By following these steps, publishers will be better equipped to identify potential issues and establish policies that ensure the integrity of their publications.

Final thoughts

Given the pace of development, the role of AI tools in scientific research and communication will only increase in scope. The jury is still out on how good or bad the impact would be. 

On the one hand, it could democratize research and knowledge. And on the other, it could worsen information overload and enable more people to take advantage of shortcomings in our educational systems, which often reward quantitative achievements.

Scholarly publishers and other stakeholders will need to carefully evaluate the impact of AI tools and take the necessary steps to ensure that its usage does not lead to fraudulent activities or unethical research practices.

Saikiran Chandha

Saikiran Chandha is the CEO and founder of SciSpace — the only integrated research platform to discover, read, write, and publish research papers.

Discussion

5 Thoughts on "Guest Post – GPT-3 Wrote an Entire Paper on Itself. Should Publishers be Concerned?"

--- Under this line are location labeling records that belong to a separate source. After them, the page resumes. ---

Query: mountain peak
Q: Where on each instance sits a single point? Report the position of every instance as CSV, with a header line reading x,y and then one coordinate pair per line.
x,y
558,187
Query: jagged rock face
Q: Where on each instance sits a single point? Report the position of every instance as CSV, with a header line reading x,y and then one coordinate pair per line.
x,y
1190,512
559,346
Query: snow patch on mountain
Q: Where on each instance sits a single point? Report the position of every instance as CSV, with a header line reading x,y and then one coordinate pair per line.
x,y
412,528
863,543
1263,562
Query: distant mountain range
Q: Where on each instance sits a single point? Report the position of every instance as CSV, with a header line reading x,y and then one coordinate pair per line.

Another tip: decide in advance whether you aim to copyright your work or use the materials for a patent application. The use of AI may complicate or even prohibit this. Especially when the use is undocumented.

Dear all. Of course, the science publishers in particular should be extremely concerned for two basic principles in publishing: responsibility has to be on a human being because of copyright and other legal issues and second related to this is plagiarism (which has been mentioned in the above article). The action taken by WAME is an appropriate one as it made it illegal to author/publish a paper using GPT. Perfect papers in terms of format and grammar but rubbish in terms of content, GPT has a very very long way to go.

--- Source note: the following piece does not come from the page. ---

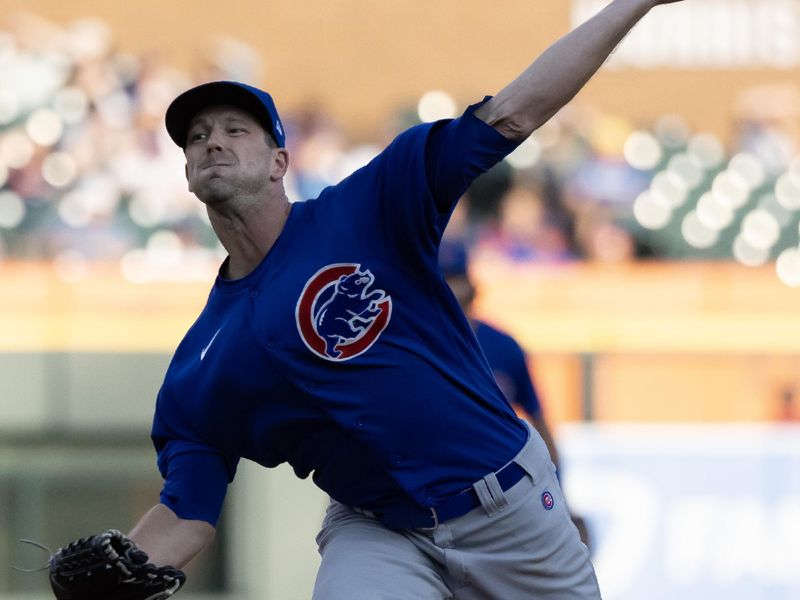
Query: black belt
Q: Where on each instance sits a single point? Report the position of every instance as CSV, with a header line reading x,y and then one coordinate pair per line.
x,y
419,517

I appreciate the timely article and the tips and resources provided as we enter this new age. I fed GPT-4 a short abstract and a few references on a physics topic and asked GPT to compose a full article based on that input. Then I had GPT-2 Output Detector and GPTZero evaluate the fully generated portions, and both tools reported that the content was fully human-generated. In fact GPT-2 Output Detector scored the fully generated text to be 99.97% real. Then I asked ChatGTP directly whether the text it generated was human- or AI-written. The response was “The text is likely human written,” with a paragraph of rationale as to why.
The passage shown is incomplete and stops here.